Perché ritiene che dietro l’inchiesta sul Lussemburgo ci siano gli Stati Uniti?
Chi ha interesse a indebolire Juncker sono gli stessi gruppi di potere che hanno interesse a evitare la depressione deflazionistica europea, cioè sostanzialmente gli Stati Uniti. I Repubblicani hanno deciso di imprimere una torsione alla politica estera americana che riguardi anche l’Europa. Questi gruppi erano già in azione nella fase in cui Obama era in ascesa, e lo sono a maggior ragione adesso che il presidente Usa è contestato. Lo stesso entourage di Obama del resto non ha mai apprezzato la politica economica della Merkel.
Chi è il capofila della nuova politica Usa verso l’Europa?
Il senatore repubblicano Mitch McConnell il quale, oltre ad aver proposto la business-friendly agenda, sostiene che il Patto translatlantico va messo a punto come vogliono gli Usa e non come vogliono gli europei. Ma non c’è solo McConnell, è tutta una serie di forze che vuole delegittimare Juncker, cosa che peraltro non mi sembra difficile. Il presidente della Commissione Ue è un leader che viene dal Lussemburgo, cioè da un Paese con un peso geopolitico molto limitato e il cui unico punto di forza è quello di essere una capitale delle imprese finanziarie. Tutti questi fattori messi insieme spiegano perché nell’opinione pubblica americana Juncker non gode di buona fama.
Come si spiega invece i nuovi attacchi della Bundesbank contro Draghi?
In questo caso la colpa è tutta di Draghi, il quale evidentemente non ha mai letto Machiavelli secondo cui “gli uomini si devono o blandire o uccidere”, ma mai ferire o umiliare perché poi si vendicano. È stato questo l’errore di Draghi nei confronti della Germania, rispetto a cui ha dimostrato la sua sudditanza consentendo che gran parte delle banche tedesche sfuggisse agli stress test.
Con quali conseguenze?
La principale conseguenza è che è venuta alla luce tutta la debolezza di Draghi. Il fatto stesso che per fare gli stress test la Bce abbia dovuto ricorrere a dei consulenti esterni pagandoli decine di milioni di euro significa che c’è una profonda perdita di legittimità dell’Eurotower. Draghi inoltre non ha mai mantenuto le sue promesse, anche perché lo statuto glielo impedisce. Il presidente della Bce deve il suo incarico a Timothy Geithner, ex segretario al Tesoro degli Stati Uniti. Eppure Draghi non soddisfa gli americani, non soddisfa i tedeschi e non fa altro che prenderle da tutte le parti senza riuscire ad arrivarne a una. Alla fine l’unica cosa che forse gli riuscirà sarà quella di diventare presidente della Repubblica, il che andrà tutto a discapito dell’immagine pubblica dell’Italia.

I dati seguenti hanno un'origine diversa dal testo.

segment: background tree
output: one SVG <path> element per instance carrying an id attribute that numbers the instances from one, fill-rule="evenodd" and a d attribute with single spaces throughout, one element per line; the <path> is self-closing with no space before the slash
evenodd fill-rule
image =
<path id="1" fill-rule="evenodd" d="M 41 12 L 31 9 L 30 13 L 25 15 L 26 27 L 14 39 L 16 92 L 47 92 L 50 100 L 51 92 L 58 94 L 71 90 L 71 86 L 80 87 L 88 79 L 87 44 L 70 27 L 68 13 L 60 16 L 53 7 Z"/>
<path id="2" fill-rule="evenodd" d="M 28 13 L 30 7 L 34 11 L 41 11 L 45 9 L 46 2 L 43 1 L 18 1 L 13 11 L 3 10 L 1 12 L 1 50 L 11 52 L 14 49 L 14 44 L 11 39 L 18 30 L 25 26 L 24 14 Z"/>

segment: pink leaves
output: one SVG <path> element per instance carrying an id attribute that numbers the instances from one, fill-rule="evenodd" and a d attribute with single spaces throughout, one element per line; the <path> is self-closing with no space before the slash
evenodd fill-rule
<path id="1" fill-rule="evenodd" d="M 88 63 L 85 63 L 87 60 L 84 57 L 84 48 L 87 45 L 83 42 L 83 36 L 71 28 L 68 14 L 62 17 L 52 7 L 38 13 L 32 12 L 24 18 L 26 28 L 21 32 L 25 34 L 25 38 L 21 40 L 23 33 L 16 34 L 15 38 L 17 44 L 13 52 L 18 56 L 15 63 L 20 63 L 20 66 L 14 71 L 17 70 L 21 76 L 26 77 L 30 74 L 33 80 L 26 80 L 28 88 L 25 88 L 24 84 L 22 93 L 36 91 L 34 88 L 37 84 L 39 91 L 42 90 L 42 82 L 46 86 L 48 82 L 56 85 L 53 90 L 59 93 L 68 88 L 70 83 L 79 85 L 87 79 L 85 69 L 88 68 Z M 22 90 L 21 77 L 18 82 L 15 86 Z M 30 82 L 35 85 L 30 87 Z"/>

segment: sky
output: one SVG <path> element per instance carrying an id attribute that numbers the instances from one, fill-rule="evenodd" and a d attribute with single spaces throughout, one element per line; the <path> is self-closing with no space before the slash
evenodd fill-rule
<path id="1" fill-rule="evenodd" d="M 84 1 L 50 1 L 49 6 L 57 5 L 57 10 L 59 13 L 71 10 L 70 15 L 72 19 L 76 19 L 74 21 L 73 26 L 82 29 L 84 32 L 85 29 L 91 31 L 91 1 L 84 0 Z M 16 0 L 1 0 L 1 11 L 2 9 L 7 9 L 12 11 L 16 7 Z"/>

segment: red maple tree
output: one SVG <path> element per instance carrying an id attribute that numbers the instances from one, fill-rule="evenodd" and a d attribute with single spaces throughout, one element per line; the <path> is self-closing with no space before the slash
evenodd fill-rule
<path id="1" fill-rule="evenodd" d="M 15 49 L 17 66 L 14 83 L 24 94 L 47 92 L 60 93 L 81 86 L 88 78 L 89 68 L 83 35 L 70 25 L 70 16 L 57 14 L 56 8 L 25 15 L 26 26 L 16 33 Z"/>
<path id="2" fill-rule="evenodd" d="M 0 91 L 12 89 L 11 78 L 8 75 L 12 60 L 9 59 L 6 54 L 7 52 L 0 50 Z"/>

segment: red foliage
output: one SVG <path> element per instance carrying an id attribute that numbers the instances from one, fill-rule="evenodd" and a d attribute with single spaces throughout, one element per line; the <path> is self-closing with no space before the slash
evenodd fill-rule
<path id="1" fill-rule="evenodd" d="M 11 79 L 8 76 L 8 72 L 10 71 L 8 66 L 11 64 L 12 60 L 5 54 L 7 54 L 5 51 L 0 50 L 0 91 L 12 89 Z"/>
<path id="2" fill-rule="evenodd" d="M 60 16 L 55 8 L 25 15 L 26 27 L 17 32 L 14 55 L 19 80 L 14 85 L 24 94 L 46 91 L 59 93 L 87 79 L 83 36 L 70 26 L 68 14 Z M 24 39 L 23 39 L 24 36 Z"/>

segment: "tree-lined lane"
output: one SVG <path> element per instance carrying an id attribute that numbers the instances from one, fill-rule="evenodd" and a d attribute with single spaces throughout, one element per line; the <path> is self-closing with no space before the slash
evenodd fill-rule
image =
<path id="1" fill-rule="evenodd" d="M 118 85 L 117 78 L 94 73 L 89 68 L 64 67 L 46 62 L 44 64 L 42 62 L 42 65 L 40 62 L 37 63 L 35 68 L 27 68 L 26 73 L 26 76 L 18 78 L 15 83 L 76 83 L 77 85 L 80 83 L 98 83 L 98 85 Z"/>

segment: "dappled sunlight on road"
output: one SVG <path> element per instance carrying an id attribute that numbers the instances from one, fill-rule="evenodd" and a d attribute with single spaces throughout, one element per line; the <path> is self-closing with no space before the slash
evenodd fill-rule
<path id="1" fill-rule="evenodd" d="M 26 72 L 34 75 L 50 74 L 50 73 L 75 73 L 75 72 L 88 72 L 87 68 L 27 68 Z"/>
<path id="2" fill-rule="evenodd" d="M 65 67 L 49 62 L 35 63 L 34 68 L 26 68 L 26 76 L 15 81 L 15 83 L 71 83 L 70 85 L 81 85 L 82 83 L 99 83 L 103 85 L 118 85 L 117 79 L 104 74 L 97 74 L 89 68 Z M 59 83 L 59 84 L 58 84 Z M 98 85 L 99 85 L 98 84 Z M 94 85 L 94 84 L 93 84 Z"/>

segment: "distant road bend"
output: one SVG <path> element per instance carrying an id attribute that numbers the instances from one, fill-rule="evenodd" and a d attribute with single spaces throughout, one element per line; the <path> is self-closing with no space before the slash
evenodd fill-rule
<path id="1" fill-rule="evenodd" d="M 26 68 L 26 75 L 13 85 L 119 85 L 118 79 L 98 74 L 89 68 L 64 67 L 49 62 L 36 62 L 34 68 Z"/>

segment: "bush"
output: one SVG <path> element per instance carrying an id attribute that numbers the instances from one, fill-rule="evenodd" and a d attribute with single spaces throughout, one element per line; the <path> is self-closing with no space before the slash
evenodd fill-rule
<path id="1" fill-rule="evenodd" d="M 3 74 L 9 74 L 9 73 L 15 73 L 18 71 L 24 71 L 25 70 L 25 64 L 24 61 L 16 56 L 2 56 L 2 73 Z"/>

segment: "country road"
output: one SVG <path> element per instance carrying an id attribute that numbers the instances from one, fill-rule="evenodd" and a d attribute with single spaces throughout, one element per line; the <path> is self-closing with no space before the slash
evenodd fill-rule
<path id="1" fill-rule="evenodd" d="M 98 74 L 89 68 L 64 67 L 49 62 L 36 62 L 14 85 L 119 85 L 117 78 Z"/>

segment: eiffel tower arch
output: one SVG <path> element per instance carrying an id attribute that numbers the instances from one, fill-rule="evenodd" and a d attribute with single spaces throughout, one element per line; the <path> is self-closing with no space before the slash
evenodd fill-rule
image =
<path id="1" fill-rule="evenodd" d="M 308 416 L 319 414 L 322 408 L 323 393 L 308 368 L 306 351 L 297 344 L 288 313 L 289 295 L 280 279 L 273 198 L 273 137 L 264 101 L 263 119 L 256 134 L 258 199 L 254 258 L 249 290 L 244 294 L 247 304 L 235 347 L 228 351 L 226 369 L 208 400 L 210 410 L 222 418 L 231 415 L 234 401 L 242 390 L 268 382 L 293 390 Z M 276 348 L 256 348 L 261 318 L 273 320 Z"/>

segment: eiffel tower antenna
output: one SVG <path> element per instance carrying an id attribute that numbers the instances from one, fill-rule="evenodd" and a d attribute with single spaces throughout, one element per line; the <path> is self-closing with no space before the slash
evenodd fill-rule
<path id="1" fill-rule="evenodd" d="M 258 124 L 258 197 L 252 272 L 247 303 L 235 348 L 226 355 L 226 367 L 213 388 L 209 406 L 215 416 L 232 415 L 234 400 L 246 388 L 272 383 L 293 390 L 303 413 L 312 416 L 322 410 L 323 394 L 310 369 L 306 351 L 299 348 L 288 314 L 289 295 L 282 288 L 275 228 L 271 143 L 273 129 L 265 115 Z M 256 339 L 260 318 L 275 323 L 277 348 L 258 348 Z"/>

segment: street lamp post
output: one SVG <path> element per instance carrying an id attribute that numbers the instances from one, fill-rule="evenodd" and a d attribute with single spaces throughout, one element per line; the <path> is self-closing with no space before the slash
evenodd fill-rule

Chi rischia di più, Juncker o Draghi?
Non rischia nessuno dei due perché “cane non mangia cane”. Gli unici che rischiano sono i popoli europei, la povera gente, il cui possibile riscatto dipende molto di più dagli Stati Uniti che non dai leader europei. L’unico errore di Washington è stato quello di avere messo i missili in funzione anti-russa in Polonia, ma per il resto basta visitare i nostri cimiteri per vedere quanti giovani americani hanno perso la vita per liberare l’Europa dal Nazismo. Ora gli Stati Uniti devono capire che è necessario che salvino l’Europa per la seconda volta, perché se non ci libera dai tedeschi anche l’America morirà.
Che cosa possono fare gli Stati Uniti per l’economia europea?
Ciò che occorre è un grande piano Marshall neokeynesiano basato sull’intervento pubblico nell’economia. Proprio come è avvenuto negli Usa dove non è stata attuata solo una politica monetaria espansiva, ma anche dei grandi investimenti pubblici.
In un momento di recessione gli Usa hanno i mezzi per un nuovo piano Marshall?
Certamente sì, gli Stati Uniti sono un grande Paese. Washington deve tornare a essere il leader mondiale, e per farlo deve chiamare attorno a sé i Paesi emergenti, impedire lo sbriciolamento dell’Occidente, riallacciare i rapporti con il Brasile e impedire che quest’ultimo finisca nell’orbita della Cina.